1826 (Joseph Nicéphore Niépce)
3) When did the first photograph of a human appear?
1838 (Louis-Jacques-Mandé Daguerre)
4) Who made the first ‘selfie’ ?
Robert Cornelius (1839)
5) When did the first colour photograph appear?
1861 (James Clerk Maxwell)
6) What do we mean by the word genre?
A style or category of art.
7) What do we mean by the genre of still-life?
An image that shows inanimate objects from the natural or man-made world.
8) What was the main purpose of the Pictorialist movement?
To capture moving objects.
9) How do we describe the term documentary photography?
Capture images that truthfully portray people, places and events.
10) What is exposure in photography?
The amount of light that reaches your camera’s sensor.
11) What controls exposure on your camera?
Aperture, shutter speed, ISO.
12) What control on our camera records moving objects?
Shutter.
13) How do we explain depth of field?
A view across a field.
14) What factors affect Depth of Field?
Lens aperture, distance from camera to subject, and lens focal length.
15) What is composition in photography?
The arrangement of visual elements within the frame.
16) What is your understanding of aesthetics in art?

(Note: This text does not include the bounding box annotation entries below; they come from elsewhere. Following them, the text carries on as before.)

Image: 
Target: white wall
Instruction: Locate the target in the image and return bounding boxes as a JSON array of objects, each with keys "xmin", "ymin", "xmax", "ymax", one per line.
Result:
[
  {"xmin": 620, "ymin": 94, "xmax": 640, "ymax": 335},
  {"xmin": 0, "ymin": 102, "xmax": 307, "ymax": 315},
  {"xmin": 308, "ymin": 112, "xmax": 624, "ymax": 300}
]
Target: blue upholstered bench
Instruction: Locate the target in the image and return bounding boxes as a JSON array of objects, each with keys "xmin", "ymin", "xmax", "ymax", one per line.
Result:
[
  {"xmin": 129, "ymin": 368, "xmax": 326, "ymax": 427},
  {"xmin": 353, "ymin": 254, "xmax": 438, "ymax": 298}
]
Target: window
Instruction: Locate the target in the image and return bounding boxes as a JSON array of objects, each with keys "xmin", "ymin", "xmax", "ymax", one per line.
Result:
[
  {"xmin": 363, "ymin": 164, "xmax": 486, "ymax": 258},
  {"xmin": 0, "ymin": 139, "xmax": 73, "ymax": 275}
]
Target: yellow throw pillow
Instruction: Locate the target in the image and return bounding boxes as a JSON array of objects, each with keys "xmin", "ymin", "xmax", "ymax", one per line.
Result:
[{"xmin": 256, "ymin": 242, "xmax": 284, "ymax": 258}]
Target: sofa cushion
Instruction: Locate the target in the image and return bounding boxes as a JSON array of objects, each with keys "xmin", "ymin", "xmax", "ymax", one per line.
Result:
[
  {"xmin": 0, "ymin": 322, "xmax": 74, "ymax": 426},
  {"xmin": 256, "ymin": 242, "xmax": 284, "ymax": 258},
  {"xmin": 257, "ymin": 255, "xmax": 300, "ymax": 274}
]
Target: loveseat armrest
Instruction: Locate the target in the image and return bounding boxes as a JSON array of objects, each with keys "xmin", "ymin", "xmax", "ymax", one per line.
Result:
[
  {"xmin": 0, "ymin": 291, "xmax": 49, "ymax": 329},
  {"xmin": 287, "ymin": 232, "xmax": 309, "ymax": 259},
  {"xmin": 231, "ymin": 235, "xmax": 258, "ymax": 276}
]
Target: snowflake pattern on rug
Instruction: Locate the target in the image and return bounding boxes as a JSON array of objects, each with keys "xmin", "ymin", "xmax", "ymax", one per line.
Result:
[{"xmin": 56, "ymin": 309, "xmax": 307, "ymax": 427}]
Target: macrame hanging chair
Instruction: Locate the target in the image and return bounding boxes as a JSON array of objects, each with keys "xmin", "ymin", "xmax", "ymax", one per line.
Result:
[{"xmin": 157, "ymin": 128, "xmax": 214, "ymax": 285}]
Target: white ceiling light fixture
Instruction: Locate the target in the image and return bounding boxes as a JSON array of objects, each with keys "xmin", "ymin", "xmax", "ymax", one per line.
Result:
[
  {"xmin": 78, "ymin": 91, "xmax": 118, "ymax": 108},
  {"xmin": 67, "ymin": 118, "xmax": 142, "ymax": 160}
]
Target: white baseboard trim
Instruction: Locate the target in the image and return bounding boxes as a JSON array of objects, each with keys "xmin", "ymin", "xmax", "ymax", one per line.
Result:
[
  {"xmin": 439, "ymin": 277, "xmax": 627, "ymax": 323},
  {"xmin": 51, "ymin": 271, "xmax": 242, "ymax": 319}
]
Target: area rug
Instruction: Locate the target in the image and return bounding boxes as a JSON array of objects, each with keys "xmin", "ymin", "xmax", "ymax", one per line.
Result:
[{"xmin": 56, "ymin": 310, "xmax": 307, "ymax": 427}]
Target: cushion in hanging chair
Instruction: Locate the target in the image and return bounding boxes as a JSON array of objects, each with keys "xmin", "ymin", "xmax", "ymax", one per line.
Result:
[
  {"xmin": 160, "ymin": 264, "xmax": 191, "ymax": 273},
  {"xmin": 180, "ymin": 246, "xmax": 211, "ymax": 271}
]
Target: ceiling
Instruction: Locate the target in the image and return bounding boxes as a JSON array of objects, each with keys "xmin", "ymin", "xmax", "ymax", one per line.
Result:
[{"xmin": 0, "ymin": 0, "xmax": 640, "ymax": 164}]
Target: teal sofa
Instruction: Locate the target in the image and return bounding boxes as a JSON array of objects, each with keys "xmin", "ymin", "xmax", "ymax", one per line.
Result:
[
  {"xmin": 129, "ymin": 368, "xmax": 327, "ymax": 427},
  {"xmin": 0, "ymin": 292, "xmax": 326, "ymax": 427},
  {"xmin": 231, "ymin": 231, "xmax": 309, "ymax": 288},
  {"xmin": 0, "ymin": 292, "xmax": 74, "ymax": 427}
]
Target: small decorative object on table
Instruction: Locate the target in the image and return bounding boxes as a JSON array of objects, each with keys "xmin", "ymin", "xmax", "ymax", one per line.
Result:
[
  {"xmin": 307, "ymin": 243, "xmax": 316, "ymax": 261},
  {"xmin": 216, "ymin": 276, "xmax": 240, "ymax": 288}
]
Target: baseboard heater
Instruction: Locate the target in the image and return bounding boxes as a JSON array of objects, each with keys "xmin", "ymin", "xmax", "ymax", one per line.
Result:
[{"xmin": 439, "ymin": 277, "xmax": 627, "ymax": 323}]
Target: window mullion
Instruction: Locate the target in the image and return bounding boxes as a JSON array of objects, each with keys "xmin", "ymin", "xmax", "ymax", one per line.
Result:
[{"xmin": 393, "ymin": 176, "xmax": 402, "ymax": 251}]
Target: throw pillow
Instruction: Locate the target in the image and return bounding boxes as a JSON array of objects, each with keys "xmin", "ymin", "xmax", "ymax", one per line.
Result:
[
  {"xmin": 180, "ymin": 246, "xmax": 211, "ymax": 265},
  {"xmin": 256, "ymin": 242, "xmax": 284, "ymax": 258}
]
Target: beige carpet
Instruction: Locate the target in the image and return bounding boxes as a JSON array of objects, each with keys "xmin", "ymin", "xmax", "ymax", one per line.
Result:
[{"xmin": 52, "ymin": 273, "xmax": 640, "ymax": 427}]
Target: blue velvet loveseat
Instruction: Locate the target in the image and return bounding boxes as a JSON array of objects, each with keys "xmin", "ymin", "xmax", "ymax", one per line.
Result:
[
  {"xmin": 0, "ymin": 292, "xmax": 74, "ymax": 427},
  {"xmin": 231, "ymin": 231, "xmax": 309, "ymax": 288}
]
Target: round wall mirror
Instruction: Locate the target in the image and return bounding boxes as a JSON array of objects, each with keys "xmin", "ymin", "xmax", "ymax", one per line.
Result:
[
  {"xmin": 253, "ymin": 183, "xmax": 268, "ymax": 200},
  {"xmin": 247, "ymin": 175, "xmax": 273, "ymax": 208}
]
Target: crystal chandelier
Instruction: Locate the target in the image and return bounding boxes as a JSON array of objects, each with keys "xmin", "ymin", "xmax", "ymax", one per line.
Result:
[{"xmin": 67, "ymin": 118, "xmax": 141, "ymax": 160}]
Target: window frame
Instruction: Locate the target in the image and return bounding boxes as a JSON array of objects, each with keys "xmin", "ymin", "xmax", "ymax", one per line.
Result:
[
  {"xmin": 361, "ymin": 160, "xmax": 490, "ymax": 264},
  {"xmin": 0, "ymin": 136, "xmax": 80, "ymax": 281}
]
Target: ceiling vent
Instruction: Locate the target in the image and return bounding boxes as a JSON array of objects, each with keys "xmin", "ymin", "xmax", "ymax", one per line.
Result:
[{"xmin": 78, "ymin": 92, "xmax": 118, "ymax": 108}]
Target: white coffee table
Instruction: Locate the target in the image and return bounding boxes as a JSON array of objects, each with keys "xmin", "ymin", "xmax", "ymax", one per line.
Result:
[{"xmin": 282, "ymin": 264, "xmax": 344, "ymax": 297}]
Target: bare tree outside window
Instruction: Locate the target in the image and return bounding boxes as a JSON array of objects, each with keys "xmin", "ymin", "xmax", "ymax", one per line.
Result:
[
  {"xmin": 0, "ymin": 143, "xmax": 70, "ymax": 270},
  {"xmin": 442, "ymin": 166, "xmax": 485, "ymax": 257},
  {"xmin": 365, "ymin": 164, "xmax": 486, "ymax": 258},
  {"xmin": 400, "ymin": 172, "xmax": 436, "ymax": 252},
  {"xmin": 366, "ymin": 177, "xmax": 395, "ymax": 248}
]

Concerned with the nature of beauty and taste.
17) What are contextual studies in photography?
Consider factors outside of the image, as well as inside the frame.
18) How many images are captured on average every day worldwide?
4.7 billion.
19) Which portrait is the most reproduced in the world?
The Queen (Elizabeth II)
Formalism
Formalism is a critical and creative position which holds that an artwork’s value lies in the relationships it establishes between different compositional elements such as colour, line, and texture, which ought to be considered apart from all notions of subject-matter or context. Photographers focus on more than one thing in formal and visual elements such as line, shape, repetition, rhyme, balance etc but their main ones are flatness, frame, time and focus. These are some photos examples of formalism of that were took from photographers.

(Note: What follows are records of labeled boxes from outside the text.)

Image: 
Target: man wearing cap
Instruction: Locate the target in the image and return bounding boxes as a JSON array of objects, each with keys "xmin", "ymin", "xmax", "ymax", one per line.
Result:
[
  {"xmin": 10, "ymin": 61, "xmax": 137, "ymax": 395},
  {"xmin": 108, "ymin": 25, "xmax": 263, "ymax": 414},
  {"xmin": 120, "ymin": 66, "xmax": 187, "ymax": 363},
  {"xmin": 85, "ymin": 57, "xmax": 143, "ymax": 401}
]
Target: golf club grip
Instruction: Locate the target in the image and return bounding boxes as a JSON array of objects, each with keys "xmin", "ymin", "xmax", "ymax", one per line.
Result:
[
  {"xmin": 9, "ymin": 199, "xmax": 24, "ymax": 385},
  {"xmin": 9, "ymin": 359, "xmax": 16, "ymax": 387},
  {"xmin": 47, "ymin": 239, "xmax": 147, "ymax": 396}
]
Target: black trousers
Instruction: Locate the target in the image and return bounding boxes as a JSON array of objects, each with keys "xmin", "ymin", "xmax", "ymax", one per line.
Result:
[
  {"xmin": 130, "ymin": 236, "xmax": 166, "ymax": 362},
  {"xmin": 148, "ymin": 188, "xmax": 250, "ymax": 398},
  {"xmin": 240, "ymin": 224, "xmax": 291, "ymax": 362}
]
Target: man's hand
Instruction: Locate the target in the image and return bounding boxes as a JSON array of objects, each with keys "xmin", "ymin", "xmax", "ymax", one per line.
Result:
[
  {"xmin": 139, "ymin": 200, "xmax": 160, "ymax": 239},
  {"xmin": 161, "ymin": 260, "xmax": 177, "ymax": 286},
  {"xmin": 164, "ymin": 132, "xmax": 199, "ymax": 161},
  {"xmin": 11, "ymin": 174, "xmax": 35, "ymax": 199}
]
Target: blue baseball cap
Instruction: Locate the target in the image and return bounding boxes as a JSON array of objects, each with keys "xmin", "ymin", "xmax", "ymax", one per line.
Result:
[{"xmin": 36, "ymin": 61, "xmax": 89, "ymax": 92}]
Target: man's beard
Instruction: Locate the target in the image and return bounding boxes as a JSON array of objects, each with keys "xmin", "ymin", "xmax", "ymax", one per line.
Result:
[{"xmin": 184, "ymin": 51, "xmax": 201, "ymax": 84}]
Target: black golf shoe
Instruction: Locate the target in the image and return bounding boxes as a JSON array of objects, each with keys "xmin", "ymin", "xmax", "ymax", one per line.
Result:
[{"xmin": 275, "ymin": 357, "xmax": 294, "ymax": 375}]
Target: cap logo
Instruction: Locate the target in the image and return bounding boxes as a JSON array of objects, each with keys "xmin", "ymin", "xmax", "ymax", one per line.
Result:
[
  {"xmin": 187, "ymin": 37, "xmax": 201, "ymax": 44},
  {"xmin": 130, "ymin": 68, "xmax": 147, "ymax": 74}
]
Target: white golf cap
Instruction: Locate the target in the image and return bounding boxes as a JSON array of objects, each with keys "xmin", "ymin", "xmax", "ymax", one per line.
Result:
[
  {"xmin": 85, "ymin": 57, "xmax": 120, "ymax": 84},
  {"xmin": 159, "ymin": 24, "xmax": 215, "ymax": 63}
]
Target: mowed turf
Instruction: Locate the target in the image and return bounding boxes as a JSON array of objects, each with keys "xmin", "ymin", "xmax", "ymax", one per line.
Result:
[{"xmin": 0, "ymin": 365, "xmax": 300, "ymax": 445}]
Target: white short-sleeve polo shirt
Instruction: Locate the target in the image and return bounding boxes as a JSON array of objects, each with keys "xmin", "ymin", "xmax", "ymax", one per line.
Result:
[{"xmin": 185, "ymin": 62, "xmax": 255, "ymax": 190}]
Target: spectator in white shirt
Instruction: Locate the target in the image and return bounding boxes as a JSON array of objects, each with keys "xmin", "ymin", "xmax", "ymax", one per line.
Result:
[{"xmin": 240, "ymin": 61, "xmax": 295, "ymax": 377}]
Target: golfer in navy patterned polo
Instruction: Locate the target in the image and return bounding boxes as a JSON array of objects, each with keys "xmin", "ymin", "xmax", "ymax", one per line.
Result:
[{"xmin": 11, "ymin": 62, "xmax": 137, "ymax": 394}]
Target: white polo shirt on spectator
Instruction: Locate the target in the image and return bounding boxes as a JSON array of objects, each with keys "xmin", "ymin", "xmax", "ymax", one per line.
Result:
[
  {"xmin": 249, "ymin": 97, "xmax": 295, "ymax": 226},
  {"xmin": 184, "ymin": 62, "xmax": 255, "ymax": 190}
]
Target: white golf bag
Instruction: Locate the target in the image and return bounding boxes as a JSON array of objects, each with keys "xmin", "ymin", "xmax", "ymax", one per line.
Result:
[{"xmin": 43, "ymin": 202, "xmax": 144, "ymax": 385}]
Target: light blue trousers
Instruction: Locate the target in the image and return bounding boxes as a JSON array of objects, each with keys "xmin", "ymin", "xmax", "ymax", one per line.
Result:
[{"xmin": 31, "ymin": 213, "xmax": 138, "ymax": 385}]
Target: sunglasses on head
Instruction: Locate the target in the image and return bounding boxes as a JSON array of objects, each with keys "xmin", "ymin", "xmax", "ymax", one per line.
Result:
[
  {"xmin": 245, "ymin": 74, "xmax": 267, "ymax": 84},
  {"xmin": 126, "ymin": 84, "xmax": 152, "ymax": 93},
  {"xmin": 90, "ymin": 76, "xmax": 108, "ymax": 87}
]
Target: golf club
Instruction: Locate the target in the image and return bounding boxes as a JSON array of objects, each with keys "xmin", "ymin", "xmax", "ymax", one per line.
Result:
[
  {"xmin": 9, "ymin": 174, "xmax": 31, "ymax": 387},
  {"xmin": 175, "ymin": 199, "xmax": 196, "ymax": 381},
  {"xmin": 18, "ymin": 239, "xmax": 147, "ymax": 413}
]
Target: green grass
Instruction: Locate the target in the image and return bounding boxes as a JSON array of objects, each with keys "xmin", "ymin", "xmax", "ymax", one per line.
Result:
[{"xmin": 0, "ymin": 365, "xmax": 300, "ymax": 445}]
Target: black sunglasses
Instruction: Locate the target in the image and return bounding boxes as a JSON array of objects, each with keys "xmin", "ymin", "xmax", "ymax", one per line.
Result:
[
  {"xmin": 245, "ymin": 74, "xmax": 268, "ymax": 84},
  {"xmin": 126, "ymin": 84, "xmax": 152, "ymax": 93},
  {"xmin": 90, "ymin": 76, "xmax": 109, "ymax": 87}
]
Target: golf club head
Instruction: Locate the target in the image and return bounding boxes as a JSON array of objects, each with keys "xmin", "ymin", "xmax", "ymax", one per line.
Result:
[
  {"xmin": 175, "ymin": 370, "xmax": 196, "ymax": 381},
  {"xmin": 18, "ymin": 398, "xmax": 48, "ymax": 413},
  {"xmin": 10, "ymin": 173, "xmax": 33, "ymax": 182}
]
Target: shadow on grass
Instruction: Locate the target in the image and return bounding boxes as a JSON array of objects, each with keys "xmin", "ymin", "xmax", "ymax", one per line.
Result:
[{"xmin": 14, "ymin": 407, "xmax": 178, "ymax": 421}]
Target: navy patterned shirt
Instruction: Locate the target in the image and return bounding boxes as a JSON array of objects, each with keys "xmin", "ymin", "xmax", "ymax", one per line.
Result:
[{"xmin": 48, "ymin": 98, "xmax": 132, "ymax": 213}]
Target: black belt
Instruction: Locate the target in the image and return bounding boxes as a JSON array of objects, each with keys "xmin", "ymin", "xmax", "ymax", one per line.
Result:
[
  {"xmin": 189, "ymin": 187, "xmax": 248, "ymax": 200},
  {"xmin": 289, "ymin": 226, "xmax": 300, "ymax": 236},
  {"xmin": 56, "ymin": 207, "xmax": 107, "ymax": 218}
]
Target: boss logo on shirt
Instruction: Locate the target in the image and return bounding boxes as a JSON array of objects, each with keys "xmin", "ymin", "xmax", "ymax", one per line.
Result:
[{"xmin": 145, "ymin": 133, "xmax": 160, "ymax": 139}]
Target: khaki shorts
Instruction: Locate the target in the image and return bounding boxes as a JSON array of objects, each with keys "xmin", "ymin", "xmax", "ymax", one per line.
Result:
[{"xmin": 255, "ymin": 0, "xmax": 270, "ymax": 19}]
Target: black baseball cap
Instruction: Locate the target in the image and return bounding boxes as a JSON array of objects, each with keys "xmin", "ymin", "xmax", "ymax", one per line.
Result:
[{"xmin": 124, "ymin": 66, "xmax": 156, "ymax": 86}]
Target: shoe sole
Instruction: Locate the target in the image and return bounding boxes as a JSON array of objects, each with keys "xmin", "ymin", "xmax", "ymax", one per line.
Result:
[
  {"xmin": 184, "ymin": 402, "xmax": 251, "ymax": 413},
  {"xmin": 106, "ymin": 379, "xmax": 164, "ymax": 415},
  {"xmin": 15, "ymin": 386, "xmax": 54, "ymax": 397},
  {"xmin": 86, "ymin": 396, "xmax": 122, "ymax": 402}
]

The key components of formalism are:
Line
This image is by Chris Yiu
Definition of line in photography is a straight or curved geometric element that is generated by a moving point and that has extension only along the path of the point. The type and general direction of lines in your image convey meaning inside the photograph.
Shape
This image is by Hanjin
Definition of shapes in photography is the visible makeup characteristic of a particular item or kind of item, spatial form or contour and a standard or universally recognized spatial form.
Form
This image is by Todd Vorenkamp
Form is three-dimensional. Form has overall height, width, and depth and is produced by the shadows and highlights on an object in a image in photography.
Texture
This image is by Todd Vorenkamp
Texture is the visual or tactile surface characteristics and appearance of something. Texture in the photograph is similar to form in that it is revealed by variations in tonality and presented in two dimensions. Texture can be elusive in a photograph, depending on the subject, the lighting, and the forms in the image.
Colour
Image by Todd Verenkamp
Definition of colour in photography is a phenomenon of light (such as red, brown, pink, or grey) or visual perception that enables one to differentiate otherwise identical objects and the aspect of the appearance of objects and light sources that may be described in terms of hue, lightness, and saturation for objects and hue, brightness, and saturation for light.
Size
Image by Todd Verenkamp
Definition of size in photography is a physical magnitude, extent, or bulk : relative or proportionate dimensions. The camera, lens, and print can render large objects small, or small objects large.
Depth
Image by Todd Verenkamp
Definition of depth in phography is the direct linear measurement from front to back. Depending on the quality of the surrounding air or atmosphere, distant objects in a photograph will have less clarity and contrast than objects in the foreground.